According to an Indian tradition

  • Between the Dalles and the Cascades the river is like a lake a mile or two wide, lying in a valley, or canyon, about three thousand feet deep.  The walls of the canyon lean well back in most places fake oakleys, and leave here and there small strips, or bays, of level ground along the water's edge.  But towards the Cascades, and for some distance below the, the immediate banks are guarded by walls of columnar basalt, which are worn in many places into a great variety of bold and picturesque forms, such as the Castle Rock, the Rooster Rock, the Pillars of Hercules, Cape Horn, etc., while back of these rise the sublime mountain walls, forest-crowned and fringed more or less from top to base with pine, spruce, and shaggy underbrush, especially in the narrow gorges and ravines, where innumerable small streams come dancing and drifting down, misty and white, to join the mighty river.  Many of these falls on both sides of the canyon of the Columbia are far larger and more interesting in every way than would be guessed from the slight glimpses one gets of them while sailing past on the river, or from the car windows.  The Multnomah Falls are particularly interesting, and occupy fern-lined gorges of marvelous beauty in the basalt.  They are said to be about eight hundred feet in height and, at times of high water when the mountain snows are melting fake oakley sunglasses, are well worthy of a place beside the famous falls of Yosemite Valley.

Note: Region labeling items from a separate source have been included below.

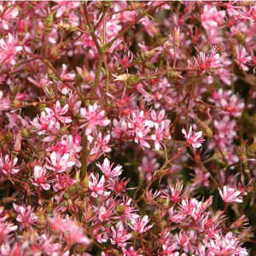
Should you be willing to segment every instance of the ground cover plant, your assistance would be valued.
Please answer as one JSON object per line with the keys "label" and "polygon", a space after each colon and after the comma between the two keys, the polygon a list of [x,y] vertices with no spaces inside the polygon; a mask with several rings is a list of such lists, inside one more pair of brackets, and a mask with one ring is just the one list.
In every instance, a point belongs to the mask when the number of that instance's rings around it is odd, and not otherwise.
{"label": "ground cover plant", "polygon": [[253,255],[253,1],[0,3],[0,255]]}

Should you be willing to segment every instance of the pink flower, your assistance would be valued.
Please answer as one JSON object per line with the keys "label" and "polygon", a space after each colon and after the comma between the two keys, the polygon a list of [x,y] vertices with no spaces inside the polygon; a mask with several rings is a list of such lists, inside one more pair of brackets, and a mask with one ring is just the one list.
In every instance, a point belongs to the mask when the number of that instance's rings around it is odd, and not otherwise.
{"label": "pink flower", "polygon": [[236,62],[239,67],[244,71],[248,71],[249,68],[245,64],[252,61],[252,56],[247,54],[246,49],[242,46],[236,46]]}
{"label": "pink flower", "polygon": [[231,188],[230,186],[224,186],[223,191],[218,189],[219,195],[224,201],[227,203],[231,202],[242,202],[242,198],[240,195],[241,191],[236,190],[234,188]]}
{"label": "pink flower", "polygon": [[217,53],[216,47],[212,47],[209,55],[200,52],[197,58],[194,57],[194,62],[189,60],[189,67],[197,71],[198,73],[214,72],[215,69],[223,66],[219,54]]}
{"label": "pink flower", "polygon": [[3,8],[3,4],[0,4],[0,11],[1,11],[1,26],[4,30],[9,30],[10,26],[12,25],[13,21],[15,20],[15,18],[19,15],[18,9],[15,7],[10,8]]}
{"label": "pink flower", "polygon": [[22,46],[19,46],[18,44],[18,38],[11,33],[8,34],[6,41],[3,38],[0,39],[0,61],[2,65],[5,64],[9,67],[16,63],[15,56],[22,49]]}
{"label": "pink flower", "polygon": [[105,111],[99,109],[97,103],[80,109],[81,122],[85,123],[81,127],[86,126],[85,134],[90,135],[96,130],[96,125],[107,126],[110,120],[105,117]]}
{"label": "pink flower", "polygon": [[9,176],[11,174],[16,174],[20,172],[19,169],[14,168],[18,162],[18,158],[15,157],[13,160],[10,160],[9,156],[7,154],[4,157],[0,157],[0,172],[4,175]]}
{"label": "pink flower", "polygon": [[71,123],[72,119],[70,117],[64,117],[68,111],[68,104],[66,104],[62,108],[59,101],[56,102],[54,110],[45,108],[45,111],[55,116],[61,123]]}
{"label": "pink flower", "polygon": [[56,152],[52,152],[49,159],[50,160],[47,159],[49,165],[47,165],[46,168],[59,173],[67,171],[75,163],[74,160],[71,158],[68,153],[61,155],[60,154],[56,154]]}
{"label": "pink flower", "polygon": [[205,4],[201,17],[202,26],[207,30],[212,26],[218,26],[224,21],[225,11],[218,11],[217,7]]}
{"label": "pink flower", "polygon": [[75,9],[80,5],[79,2],[76,1],[54,1],[56,5],[52,8],[56,10],[56,18],[60,18],[64,13],[69,13],[72,9]]}
{"label": "pink flower", "polygon": [[127,242],[126,241],[131,239],[132,235],[129,234],[124,227],[122,222],[119,222],[116,224],[116,229],[111,227],[112,237],[110,237],[111,243],[113,245],[116,244],[118,247],[125,247]]}
{"label": "pink flower", "polygon": [[28,227],[30,224],[34,224],[37,222],[38,216],[33,213],[31,206],[14,204],[14,209],[19,213],[16,220],[21,224],[21,226]]}
{"label": "pink flower", "polygon": [[138,218],[137,219],[131,219],[131,224],[130,225],[131,229],[132,229],[133,231],[137,232],[139,234],[144,233],[148,230],[149,230],[153,224],[147,226],[147,224],[149,222],[149,218],[148,215],[145,215],[143,218]]}
{"label": "pink flower", "polygon": [[40,189],[49,190],[50,186],[46,183],[47,182],[47,174],[44,167],[36,166],[34,167],[34,177],[32,180],[32,184],[36,187],[38,187]]}
{"label": "pink flower", "polygon": [[103,164],[96,164],[96,166],[101,169],[103,172],[106,178],[109,177],[117,177],[121,175],[123,170],[121,166],[117,166],[113,169],[112,169],[113,164],[110,165],[110,161],[108,158],[104,159]]}
{"label": "pink flower", "polygon": [[201,143],[205,141],[203,138],[201,137],[202,136],[202,131],[192,131],[192,125],[190,125],[188,133],[185,129],[183,129],[182,132],[186,138],[187,143],[192,145],[194,148],[200,148],[201,146]]}
{"label": "pink flower", "polygon": [[92,191],[91,196],[98,197],[99,195],[107,196],[110,195],[110,192],[105,191],[105,177],[102,176],[99,180],[98,173],[91,173],[89,180],[89,189]]}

    According to an Indian tradition, the river of the Cascades once flowed through the basalt beneath a natural bridge that was broken down during a mountain war, when the old volcanoes, Hood and St. Helen's, on opposite sides of the river, hurled rocks at each other, thus forming a dam.  That the river has been dammed here to some extent, and within a comparatively short period, seems probable, to say the least, since great numbers of submerged trees standing erect may be found along both shores, while, as we have seen, the whole river for thirty miles above the Cascades looks like a lake or mill-pond.   On the other hand, it is held by some that the submerged groves were carried into their places by immense landslides.

    Much of interest in the connection must necessarily be omitted for want of space.  About forty miles below the Cascades the river receives the Willamette, the last of its great tributaries.  It is navigable for ocean vessels as far as Portland cheap oakleys, ten miles above its mouth, and for river steamers a hundred miles farther.  The Falls of the Willamette are fifteen miles above Portland, where the river

    , coming out of dense woods, breaks its way across a bar of black basalt and falls forty feet in a passion of snowy foam, showing to fine advantage against its background of evergreens.

    Of the fertility and beauty of the Willamette all the world has heard oakley sunglasses.  It lies between the Cascade and Coast Ranges, and is bounded on the south by the Calapooya Mountains, a cross-spur that separates it from the valley of the Umpqua.